Hanji cackled and even Petra gave a grin.

"I don't think that's going to be a problem, Boss."

"Fine. What's your stand on sugar, Munchkin?"

"If it turns him into an annoying train wreck like you—then, no. But he may be allowed to have a few treats if he behaves himself. I don't want any of those artificial shit, though."

Isabel hummed thoughtfully next to him, contributing her opinion for the first time since their session began.

"Maybe someone should learn how to bake Big Bro. Then we don't have to worry about artificial flavors and such."

The suggestion was met with silence before Levi started swearing loudly at Hanji that she should make sure someone in that damned line up better be a damned patisserie too.


TOYS

It was Eren's third birthday and everyone in their organization was eager to give their offering to the one that changed their boss so much.

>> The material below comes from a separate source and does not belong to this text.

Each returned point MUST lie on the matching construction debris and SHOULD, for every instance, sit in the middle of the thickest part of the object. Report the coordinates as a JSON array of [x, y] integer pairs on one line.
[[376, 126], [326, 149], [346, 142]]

Except their boss-like always-was being difficult.

"Auruo—why are you giving my precious Eren metal cars that's small enough for him to put inside his mouth and end up choking with? Are you plotting my baby's demise? Are you planning to kill my baby with lead poisoning?"

"Gunther, Eren is three—what the hell is he going to do with ropes and a grappling hook—hang from the ceiling? Is my ward joining the Circ de Soleil without telling me?"

"Farlan—are you planning to kidnap my ward? Is that the reason why you're giving him an escape pack? What is a three-year old supposed to do with a goddamned go-bag?"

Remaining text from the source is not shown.